Her eyes widened. "Mr. Maltby. I've never done such a thing in my entire life. I will not compromise my respectability."
"What the hell has respectability to do with it? All we're doing is going on a vacation together."
"Together." Suddenly she was busily tidying papers on her desk.
"Yes, together. Come on, Doctor. This is a grown-up world we live in."
She abandoned the task, glaring at him. "And where will you have come from?"
"Anywhere. If you can't buy my being a new acquaintance with whom you feel a great deal in common, I'll be someone out of your past. Suddenly we've rediscovered each other. You have to remember, it's not for real. We're only giving it that appearance for the sake of convenience."

"Of course."
"Of course. Once this is over we'll probably never see each other again. But remember. We're only doing it now because it will afford you greater protection, fewer worries over making contacts, and less to remember."
"How did you do it?" she shouted, leaping from her chair in frustration. "How in the name of God did you ever manage to pinpoint me for this utterly ridiculous situation?" She strode to the window, then wheeled and stormed back to the desk. "I've never heard of anything so preposterous in my life. I just don't believe this is happening to me." She sat again, quickly, and looked the demand at him. "How did you find me?"
"Doctor Weintraub recommended you," he replied evenly.
"Doctor Weintraub?" she asked incredulously.

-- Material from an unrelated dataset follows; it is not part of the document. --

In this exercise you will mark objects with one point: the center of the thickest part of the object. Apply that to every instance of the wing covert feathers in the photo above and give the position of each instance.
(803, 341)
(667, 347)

"Doctor Herman Weintraub."
"What on earth has Doctor Weintraub to do with it?"
"Let's just say he's a friend of the Department." He sat back and waited.
"When did you talk with him?"
"Our office talked with him yesterday."
She reached for the phone. "You'll excuse me, Mr. Maltby, if I seem somewhat skeptical of your story. The fact is, I am." She punched out the number exasperatedly.

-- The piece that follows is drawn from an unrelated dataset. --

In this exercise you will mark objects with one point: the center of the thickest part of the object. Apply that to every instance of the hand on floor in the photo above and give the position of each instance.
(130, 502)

He smiled and said nothing.
"Hermie? This is Jo Briggs. Not very well, thank you. Listen, Hermie. There's a gentleman in my office from the State Department and...."

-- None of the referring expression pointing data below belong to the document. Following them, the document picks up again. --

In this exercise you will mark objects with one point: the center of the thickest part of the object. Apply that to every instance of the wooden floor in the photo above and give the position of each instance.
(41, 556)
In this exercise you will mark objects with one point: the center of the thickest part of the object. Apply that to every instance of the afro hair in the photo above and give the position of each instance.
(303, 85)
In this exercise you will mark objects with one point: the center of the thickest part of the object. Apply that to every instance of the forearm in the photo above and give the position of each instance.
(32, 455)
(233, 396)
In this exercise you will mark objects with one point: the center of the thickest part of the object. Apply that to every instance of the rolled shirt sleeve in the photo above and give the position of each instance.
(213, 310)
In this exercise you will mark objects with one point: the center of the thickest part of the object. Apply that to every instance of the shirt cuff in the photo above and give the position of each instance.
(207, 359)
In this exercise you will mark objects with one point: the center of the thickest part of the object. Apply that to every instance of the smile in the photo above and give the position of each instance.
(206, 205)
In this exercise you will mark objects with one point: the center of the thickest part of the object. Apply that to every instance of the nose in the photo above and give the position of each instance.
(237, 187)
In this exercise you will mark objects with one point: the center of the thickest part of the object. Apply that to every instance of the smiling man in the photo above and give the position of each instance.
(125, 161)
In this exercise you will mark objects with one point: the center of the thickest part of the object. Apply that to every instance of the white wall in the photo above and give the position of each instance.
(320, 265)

"Tell him I'm a friend of Ben Feldman," Maltby broke in quickly, urgency flashing into his eyes.
She looked at him reproachfully, but obeyed. "He says he's a friend of Ben Feldman. He is?" She glanced at her watch. "Hermie," she continued, her tone mellowing, "I think I'd like it very much if you could come by my office as soon as possible." She listened. "I know that, Hermie, but this is placing me in a rather difficult position, and I get the impression it isn't a comfortable subject for the phone." Her eyes found Maltby but said nothing. "Thank you, Hermie."
She cradled the phone. "I think perhaps you should save your secrets until after we discuss this with Doctor Weintraub. He'll be here shortly."
He nodded. "Fine."
She shifted uneasily and resumed straightening the papers on her desk. At last she looked up. "Would you care for some coffee?"
"Thank you, yes. That would be nice."
She walked to the door. "Alice, would you bring us two cups of coffee? No, make that three. Doctor Weintraub will be arriving in a moment." She turned to Maltby. "Cream? Sugar?"
"Black," he replied.
"All black," she said through the door, then closed it.
"This Mr. Feldman," she said, returning to her chair, "is Doctor Weintraub's son-in-law, it seems."
"Yes, that's right."
"He's a friend of yours?"
"We work in the same office."
"Then you know Doctor Weintraub." It was more a statement than a question.
"We've never met," he replied. "Ben Feldman talked with him."
"And you say he recommended me?" She struck a waiting pose, her eyebrow raised almost reproachfully.
"Yes. His recommendation was...." He stopped short, whipping around quickly as the door opened behind him.
Alice entered, placing the three cups of coffee on the desk and glancing furtively from the doctor to her guest. All three were silent for a long moment.
"Thank you, Alice. That's all," said the doctor finally.
Alice started, nervously, and hurried to the door. Maltby and the doctor lapsed into a guarded silence, sipping their coffee and waiting.